Tag: municipalization

Dec 21 2014

The Interview, Censorship, Terrorism, Dr. Evil, and Lots of Other Stuff

I’m gearing up for a long series of posts about the various books I read on my month off on Bora Bora. In the mean time, I read a bunch of stuff online this morning (from Friday through today) and thought I’d give you a taste of some of it in case you feel like digging in.

I started with How Reading Transforms Us. It’s a good frame setting piece about some new research on the impact of reading – both fiction and non-fiction – on humans. There is a pleasant surprise in there about how non-fiction influences us.

As with many of you, I’m deeply intrigued by what’s going on around the movie The Interview. Fred Wilson wrote a post titled The Interview Mess in which he expresses some opinions. I’m not in opinion mode yet as each day reveals more information, including some true stupidity on the part of various participants.

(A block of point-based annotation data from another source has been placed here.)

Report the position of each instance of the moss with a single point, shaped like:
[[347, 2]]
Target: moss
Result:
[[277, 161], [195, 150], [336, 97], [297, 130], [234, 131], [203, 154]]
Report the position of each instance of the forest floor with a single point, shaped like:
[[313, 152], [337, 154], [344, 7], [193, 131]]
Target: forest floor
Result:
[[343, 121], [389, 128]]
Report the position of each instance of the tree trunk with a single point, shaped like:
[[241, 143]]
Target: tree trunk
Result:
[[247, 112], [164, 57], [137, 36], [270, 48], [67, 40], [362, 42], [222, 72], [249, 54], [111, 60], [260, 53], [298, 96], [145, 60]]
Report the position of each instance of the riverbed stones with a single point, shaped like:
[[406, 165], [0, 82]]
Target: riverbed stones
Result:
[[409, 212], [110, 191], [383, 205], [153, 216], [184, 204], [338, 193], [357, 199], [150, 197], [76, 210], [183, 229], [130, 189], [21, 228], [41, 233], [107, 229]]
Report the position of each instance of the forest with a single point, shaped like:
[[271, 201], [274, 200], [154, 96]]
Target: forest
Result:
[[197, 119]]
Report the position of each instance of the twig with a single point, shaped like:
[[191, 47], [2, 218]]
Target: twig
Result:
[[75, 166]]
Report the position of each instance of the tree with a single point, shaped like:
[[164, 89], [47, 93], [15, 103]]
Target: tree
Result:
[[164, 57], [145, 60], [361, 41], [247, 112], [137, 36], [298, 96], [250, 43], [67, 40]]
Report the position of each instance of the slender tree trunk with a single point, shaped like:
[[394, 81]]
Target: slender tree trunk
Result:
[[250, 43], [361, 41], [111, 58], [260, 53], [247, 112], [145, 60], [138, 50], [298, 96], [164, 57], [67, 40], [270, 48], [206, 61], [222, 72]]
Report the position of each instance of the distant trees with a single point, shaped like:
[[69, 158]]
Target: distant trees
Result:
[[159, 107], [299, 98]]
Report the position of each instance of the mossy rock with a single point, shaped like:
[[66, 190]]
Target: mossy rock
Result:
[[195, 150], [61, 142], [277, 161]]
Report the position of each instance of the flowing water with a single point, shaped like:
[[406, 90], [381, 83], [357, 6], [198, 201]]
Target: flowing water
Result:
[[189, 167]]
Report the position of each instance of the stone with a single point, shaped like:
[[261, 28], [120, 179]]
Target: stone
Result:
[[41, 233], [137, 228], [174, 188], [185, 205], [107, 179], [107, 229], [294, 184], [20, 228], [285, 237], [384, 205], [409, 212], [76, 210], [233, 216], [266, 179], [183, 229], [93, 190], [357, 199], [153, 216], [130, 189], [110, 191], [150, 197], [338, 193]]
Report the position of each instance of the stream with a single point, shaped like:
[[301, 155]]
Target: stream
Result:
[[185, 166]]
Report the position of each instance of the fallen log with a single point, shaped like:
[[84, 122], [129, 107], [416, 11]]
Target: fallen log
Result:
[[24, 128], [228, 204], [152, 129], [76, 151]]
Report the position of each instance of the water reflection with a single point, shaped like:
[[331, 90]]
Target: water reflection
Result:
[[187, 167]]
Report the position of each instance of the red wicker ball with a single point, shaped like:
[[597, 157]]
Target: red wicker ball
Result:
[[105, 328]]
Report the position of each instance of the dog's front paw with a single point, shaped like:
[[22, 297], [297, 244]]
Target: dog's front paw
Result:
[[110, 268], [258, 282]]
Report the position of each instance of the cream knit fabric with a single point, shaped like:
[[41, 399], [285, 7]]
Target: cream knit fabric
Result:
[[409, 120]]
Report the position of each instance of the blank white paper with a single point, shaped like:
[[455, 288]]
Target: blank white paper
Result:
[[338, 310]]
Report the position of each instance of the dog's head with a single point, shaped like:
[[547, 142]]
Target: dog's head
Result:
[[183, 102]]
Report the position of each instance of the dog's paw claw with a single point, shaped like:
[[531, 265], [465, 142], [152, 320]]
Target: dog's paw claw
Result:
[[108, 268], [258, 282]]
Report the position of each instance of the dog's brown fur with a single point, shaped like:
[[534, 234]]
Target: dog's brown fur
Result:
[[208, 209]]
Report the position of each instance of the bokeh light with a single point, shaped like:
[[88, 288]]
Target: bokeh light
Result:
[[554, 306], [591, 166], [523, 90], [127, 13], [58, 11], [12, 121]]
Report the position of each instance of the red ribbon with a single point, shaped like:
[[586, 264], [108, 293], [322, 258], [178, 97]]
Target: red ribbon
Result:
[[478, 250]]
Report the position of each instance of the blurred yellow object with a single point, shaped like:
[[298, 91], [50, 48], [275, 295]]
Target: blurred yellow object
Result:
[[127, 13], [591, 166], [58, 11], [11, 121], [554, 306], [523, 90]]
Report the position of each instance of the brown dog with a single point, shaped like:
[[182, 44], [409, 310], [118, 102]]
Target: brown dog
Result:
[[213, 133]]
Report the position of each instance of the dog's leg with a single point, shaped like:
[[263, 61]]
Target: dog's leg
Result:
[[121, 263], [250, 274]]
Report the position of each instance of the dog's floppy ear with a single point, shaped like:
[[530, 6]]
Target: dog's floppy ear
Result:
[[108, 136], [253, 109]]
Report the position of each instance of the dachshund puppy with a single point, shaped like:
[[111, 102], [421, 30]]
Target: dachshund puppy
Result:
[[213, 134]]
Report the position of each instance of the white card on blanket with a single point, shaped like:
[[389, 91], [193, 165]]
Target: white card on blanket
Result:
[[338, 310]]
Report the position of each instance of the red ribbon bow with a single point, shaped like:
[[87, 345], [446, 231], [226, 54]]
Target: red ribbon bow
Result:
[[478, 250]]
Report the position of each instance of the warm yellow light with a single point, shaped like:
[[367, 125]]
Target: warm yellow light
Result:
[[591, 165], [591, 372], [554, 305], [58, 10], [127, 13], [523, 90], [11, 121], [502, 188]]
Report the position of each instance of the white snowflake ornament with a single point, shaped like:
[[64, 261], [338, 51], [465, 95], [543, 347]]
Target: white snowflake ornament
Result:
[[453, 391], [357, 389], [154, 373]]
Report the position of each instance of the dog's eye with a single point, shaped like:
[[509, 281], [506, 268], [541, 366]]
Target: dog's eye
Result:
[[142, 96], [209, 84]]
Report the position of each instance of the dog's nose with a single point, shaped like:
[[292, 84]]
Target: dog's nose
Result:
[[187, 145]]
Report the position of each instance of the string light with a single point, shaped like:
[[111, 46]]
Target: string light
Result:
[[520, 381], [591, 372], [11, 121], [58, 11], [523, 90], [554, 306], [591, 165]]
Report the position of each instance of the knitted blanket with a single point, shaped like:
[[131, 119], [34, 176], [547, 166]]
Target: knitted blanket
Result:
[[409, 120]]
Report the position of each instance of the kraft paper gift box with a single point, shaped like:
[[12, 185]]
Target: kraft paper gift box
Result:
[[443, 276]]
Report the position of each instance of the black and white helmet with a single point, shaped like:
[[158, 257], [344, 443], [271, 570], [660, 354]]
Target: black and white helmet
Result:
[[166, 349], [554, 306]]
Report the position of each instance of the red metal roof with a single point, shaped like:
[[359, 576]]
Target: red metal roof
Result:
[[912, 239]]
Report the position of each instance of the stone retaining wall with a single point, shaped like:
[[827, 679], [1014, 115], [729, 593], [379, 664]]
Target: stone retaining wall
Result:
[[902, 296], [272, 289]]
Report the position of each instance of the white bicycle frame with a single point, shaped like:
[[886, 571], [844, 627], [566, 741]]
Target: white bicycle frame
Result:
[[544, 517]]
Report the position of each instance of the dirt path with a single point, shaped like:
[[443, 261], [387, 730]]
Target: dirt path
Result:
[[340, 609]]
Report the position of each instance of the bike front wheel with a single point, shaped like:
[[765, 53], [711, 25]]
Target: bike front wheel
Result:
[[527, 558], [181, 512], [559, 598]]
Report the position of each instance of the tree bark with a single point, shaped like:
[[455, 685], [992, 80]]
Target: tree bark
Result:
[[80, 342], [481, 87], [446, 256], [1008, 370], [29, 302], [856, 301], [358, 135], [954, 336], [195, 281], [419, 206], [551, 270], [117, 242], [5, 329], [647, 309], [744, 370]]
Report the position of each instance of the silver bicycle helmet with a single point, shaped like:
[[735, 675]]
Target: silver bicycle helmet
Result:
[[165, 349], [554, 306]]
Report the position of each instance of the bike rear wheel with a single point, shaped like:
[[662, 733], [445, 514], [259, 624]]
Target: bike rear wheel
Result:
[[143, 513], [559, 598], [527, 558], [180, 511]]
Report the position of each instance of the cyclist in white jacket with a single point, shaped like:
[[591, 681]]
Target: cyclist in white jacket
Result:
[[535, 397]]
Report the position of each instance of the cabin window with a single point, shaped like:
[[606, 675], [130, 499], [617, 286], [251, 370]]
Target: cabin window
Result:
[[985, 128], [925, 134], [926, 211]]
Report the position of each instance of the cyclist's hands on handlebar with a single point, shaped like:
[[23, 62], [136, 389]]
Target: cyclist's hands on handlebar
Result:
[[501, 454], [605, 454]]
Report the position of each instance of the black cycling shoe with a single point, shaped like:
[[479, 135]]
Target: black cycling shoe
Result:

Instead, I’m still enjoying The Meta Interview, which is how the real world is reacting to The Interview.

Let’s start with the FBI’s Update on Sony Investigation followed by Obama Vow[ing] a Response to Cyberattack on Sony. 2600 weighs in with a deliciously ironic offer to help Sony get distribution for The Interview. Sony’s lawyers unmuffle their CEO Michael Lynton who fires back at President Obama.

Now it starts getting really interesting. North Korea says huh, what, wait, it wasn’t us and seeks a joint probe with US on Sony hack (yeah – like that is going to happen.) After everyone worrying about not being able to see The Interview (which might now be the most interesting movie of 2014 before we’ve even seen it), Sony says Nope, we didn’t chicken out – you will get to see The Interview.

Apparently, Obama isn’t finished. Instead, he’s just getting started. He’s decided that the North Korea hack on Sony Pictures was not an act of war but is now trying to decide if it’s terrorism so he can put North Korea on the terrorism sponsors list to join Cuba, Iran, Sudan and Syria. No wait, maybe it’s to replace Cuba which Obama has decided to restore full relations with.

Thankfully, Dr. Evil weighs in on this whole thing and makes sense of it (starting at 0:40).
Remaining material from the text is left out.